Academic background
- Alma mater: Vrije Universiteit Brussel; University of Amsterdam;

Academic work
- Discipline: history

= Sophie de Schaepdrijver =

Belgian historian

Sophie, Baroness De Schaepdrijver (b. Kortrijk, 11 September 1961) is a Belgian historian.

==Education==
She graduated in history at the Vrije Universiteit Brussel (Brussels, Belgium) and obtained a PhD with a dissertation on Elites for the Capital? Foreign Migration to mid-nineteenth-century Brussels at the University of Amsterdam.

==Career==
From 1986 until 1988, de Schaepdrijver was assistant professor at the department of history of the Free University of Amsterdam. From 1988 until 1990, she worked as a dissertation fellow at the Amsterdam School for Social Science Research. She worked from 1990 until 1991 as associate professor at the department of history of Groningen University. From 1991 until 1995, she worked as associate professor at Leiden University.

She left for the United States in 1995, where from 1995 until 1996, she was a fellow at the National Humanities Center, Research Triangle Park, N.C. From 1996 until 2001, she was a visiting associate professor at New York University. From 1999 until 2000 she worked as a visiting fellow at Princeton University. Since 2001, she is associate professor of modern European history at the Pennsylvania State University.

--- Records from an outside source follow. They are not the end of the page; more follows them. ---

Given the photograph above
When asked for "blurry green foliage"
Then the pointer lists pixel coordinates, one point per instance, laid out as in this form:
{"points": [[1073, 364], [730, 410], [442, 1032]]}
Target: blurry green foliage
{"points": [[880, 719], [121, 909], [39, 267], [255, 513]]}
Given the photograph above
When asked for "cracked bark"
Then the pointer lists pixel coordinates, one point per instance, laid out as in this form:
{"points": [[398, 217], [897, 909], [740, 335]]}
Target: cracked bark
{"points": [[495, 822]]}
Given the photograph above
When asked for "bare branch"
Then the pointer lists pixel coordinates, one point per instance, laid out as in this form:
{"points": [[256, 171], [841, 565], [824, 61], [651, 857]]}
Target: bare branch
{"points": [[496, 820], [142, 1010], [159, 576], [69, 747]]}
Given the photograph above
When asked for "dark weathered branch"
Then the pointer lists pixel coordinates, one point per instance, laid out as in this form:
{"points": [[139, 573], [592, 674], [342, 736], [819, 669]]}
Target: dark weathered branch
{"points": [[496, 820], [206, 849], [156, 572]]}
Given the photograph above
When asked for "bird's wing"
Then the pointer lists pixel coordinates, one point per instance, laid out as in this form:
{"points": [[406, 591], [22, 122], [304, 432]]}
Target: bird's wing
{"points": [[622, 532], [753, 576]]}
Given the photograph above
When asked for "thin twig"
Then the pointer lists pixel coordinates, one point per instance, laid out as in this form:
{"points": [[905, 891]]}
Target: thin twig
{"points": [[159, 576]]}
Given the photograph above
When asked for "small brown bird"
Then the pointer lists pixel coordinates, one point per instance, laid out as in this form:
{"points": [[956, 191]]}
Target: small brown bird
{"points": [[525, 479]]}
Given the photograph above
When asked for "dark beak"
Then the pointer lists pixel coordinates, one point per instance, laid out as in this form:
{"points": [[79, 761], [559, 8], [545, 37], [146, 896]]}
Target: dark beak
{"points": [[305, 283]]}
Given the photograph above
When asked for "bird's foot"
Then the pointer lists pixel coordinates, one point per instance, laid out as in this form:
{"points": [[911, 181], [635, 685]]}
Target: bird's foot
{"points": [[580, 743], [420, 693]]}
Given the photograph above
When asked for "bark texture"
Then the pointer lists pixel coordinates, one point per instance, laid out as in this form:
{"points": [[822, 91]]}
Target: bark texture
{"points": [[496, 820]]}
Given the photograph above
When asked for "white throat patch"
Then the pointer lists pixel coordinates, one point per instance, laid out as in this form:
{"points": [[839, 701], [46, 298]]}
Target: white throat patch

In 2005-2006 she was a fellow at the Netherlands Institute for Advances Study (NIAS) in Wassenaar.

==Bibliography==
- De Groote Oorlog: het Koninkrijk België in de Eerste Wereldoorlog (E: The Great War: the kingdom of Belgium in the First World War), (1997)
- Taferelen uit het burgerleven, (2002)
- Gent: een stadsmuseum in Vlaanderen (2002).

==Awards==
- 1990 - Maurits Naessens Award (Bank van Parijs en de Nederlanden) for her dissertation.
- 1999 - Arkprijs van het Vrije Woord.
- 2016 - by Royal Decree of 10 July 2016 de Schaepdrijver was given the non-hereditary title of baroness.